Using PDSF for ATLAS Work
From Atlas Wiki
if you find that any of these instructions are incomplete or obsolete please send mail to Mike.
Mailing Lists
We have our own mailing list for atlas specific pdsf issues and general requests for help which you can sign up through eGroups: atlas-lbl-pdsf-users. Please cc this list on support requests you think would be of interest to the general group.
PDSF maintains two emailing lists. The first, pdsf-users (@nersc.gov), automatically adds all users. The second, pdsf-status, is used to notify us about downtimes, meetings, etc. It is advised that you join this list.
Recent Information/News
See this Tuesday meeting talk for some recent bits of information regarding PDSF.
OS environment
PDSF has several operating systems installed. One can switch between the systems using CHOS. However, the only suggested OS is
- sl53 Scientific Linux 5.3 - 64 bit
To use CHOS in (Ba)sh
CHOS=sl53 chos
To use CHOS in (t)csh
setenv CHOS sl53 chos
Login shell
A user can configure the login shell on PDSF at nim.nersc.gov. Login with PDSF username and password. ATLAS recommended shell is bash. Csh is known to be broken in some cases by the huge amount of stuff that cmt puts into environment.

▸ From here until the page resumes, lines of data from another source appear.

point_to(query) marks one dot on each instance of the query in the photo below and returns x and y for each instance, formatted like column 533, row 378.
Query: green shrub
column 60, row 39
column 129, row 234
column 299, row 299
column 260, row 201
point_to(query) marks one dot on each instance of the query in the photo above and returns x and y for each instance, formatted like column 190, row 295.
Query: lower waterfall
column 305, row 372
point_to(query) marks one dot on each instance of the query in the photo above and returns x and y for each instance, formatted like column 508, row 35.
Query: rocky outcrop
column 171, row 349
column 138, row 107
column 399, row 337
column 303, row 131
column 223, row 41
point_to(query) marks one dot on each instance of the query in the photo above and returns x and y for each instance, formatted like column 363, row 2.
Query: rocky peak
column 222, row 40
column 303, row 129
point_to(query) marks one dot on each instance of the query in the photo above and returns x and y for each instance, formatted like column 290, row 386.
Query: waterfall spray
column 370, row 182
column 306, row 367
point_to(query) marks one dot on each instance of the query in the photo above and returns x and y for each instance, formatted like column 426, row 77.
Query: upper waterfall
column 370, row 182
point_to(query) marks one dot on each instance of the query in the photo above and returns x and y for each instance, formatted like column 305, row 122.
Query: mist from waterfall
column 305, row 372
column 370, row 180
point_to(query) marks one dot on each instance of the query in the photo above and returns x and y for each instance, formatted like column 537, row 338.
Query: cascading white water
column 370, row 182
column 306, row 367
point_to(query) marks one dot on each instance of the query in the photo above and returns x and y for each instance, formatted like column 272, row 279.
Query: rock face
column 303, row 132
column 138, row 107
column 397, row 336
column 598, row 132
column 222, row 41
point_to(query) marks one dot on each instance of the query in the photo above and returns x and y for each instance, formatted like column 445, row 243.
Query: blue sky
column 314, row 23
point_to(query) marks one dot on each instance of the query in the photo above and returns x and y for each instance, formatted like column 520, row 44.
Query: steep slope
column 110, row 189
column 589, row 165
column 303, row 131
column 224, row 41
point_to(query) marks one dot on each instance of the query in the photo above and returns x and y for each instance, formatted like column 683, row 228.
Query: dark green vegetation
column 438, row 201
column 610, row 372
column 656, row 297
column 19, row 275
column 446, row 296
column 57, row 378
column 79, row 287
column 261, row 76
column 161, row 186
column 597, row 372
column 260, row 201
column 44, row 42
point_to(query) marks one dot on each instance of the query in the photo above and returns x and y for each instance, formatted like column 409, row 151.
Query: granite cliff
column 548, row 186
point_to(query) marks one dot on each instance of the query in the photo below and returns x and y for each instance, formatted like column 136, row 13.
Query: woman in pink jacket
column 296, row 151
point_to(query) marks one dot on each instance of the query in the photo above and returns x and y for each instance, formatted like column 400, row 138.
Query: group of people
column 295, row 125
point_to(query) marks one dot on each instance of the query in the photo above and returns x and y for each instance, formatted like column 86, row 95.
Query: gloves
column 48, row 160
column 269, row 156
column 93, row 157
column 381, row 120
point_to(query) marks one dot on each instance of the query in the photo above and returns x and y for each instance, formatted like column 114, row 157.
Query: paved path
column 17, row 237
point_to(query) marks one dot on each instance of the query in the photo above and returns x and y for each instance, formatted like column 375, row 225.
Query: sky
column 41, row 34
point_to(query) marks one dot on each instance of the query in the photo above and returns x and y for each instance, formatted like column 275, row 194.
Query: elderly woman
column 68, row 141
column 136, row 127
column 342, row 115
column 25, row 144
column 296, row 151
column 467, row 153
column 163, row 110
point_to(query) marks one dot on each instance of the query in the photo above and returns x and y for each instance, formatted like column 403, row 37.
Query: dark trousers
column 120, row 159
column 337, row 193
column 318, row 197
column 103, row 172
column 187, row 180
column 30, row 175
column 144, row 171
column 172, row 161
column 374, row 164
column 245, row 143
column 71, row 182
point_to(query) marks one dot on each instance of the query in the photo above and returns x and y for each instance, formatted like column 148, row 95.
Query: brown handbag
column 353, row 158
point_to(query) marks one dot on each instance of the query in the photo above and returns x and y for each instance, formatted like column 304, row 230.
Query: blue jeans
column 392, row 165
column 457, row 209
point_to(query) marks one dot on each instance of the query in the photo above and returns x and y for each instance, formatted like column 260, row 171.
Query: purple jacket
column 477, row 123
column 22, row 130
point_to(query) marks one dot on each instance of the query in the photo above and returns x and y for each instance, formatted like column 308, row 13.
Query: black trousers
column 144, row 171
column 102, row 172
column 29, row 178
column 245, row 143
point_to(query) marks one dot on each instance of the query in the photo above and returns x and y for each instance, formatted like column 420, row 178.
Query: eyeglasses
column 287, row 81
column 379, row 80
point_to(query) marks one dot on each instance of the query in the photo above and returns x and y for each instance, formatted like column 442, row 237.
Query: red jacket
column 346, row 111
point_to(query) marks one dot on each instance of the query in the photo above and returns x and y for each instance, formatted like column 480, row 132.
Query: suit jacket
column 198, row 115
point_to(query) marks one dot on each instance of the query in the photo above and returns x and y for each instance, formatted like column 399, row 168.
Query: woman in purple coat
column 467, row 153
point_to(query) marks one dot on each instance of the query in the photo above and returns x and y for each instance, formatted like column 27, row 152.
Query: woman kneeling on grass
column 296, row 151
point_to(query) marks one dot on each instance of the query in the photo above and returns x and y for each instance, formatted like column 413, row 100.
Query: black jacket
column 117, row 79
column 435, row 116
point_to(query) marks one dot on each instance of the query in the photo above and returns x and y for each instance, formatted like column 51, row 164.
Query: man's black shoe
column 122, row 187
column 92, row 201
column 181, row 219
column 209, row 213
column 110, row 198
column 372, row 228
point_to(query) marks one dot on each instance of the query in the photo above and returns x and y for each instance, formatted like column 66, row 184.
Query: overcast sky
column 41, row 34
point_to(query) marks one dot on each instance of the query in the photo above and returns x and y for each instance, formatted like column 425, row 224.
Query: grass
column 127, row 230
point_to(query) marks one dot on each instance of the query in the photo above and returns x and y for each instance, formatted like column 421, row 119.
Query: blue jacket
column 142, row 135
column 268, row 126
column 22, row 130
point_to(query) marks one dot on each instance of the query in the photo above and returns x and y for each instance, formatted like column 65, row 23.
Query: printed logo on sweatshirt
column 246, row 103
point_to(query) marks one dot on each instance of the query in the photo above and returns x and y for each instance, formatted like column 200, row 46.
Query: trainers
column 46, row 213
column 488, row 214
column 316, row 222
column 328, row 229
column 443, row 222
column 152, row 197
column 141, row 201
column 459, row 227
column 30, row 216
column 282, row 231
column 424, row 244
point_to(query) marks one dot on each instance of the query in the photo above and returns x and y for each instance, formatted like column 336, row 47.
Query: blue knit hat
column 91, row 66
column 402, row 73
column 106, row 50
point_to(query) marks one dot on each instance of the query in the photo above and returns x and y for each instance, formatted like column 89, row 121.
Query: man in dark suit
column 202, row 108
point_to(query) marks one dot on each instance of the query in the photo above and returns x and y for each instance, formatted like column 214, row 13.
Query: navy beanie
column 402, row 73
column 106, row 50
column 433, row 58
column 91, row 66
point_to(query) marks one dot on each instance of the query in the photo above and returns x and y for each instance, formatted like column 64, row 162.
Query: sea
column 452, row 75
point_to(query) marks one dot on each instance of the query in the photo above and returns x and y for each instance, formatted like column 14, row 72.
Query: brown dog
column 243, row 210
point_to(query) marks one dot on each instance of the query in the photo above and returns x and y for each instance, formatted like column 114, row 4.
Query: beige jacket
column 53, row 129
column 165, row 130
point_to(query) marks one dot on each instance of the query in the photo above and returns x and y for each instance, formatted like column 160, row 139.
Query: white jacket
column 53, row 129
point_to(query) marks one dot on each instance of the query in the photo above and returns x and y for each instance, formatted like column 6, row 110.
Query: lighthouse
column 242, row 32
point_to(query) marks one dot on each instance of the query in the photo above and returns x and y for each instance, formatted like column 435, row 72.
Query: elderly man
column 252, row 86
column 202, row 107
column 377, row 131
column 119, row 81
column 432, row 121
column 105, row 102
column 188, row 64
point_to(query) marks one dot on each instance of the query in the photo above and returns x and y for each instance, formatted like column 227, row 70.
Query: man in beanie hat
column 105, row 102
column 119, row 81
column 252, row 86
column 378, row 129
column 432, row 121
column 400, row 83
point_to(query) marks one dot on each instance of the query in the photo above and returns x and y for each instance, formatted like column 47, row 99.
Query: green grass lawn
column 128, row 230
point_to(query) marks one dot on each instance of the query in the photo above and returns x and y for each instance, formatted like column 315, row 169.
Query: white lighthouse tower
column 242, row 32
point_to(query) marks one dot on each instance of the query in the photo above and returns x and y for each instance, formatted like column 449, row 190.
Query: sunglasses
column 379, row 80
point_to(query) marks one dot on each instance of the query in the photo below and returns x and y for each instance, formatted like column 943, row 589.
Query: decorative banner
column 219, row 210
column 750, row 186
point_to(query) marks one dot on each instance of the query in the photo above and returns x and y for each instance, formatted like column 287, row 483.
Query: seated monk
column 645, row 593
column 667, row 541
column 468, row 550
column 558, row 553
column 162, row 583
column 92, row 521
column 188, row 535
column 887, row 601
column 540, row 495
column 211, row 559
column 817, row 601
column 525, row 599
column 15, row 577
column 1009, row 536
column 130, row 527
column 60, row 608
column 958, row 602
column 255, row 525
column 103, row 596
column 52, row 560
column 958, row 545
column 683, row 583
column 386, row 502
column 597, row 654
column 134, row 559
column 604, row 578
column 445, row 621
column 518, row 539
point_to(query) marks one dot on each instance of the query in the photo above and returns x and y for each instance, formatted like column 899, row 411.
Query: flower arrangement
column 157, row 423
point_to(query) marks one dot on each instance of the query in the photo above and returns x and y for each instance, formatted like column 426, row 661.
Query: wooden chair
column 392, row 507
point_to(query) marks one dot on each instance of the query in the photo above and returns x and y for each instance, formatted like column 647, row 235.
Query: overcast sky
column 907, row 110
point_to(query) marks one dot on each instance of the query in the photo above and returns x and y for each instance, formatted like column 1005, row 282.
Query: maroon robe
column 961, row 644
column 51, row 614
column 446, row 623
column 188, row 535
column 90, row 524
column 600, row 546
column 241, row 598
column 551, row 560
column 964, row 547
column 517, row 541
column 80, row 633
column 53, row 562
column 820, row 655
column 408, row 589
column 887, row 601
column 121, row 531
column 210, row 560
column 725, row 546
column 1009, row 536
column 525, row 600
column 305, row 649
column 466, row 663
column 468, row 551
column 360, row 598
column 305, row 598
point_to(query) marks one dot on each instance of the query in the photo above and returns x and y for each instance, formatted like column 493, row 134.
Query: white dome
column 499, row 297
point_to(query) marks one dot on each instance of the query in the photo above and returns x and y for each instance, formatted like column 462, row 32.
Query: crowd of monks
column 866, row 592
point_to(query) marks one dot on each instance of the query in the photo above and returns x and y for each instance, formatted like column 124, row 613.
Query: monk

Access ATLAS software releases
Last reviewed Feb. 2011 by Yushu Yao
All ATLAS releases are managed by CernVM-FS, a web-based, read-only file system. New releases are installed from the Central CERN location and maintained by the ATLAS Release Management Team. No Local installation or customization needed.
To use ATLAS Software on PDSF, always do the following first:
source /common/atlas/scripts/setupATLAS.sh setupATLAS
The above should be your first line in a batch job as well.
To show the available ATLAS software releases:
showVersions --show athena
To show the available ATLAS DB releases:
showVersions --show dbrelease
To setup an ATLAS release with a custom testarea
asetup 17.2.0.2 --testarea=$HOME/mytestarea
The ATLAS software are managed by the ATLASLocalRootBase/ManageTier3SW package, please refer to https://twiki.atlas-canada.ca/bin/view/AtlasCanada/ATLASLocalRootBase for more features. The available ATLAS releases are on this website: http://atlas-computing.web.cern.ch/atlas-computing/projects/releases/status/ Please allow 3-5 days after the announcement for the new release to be installed and updated onto CernVM-FS at PDSF.
Running Batch Jobs
PDSF uses the SGE batch system, which differs from the lsf batch system most of you are used to from lxplus at CERN.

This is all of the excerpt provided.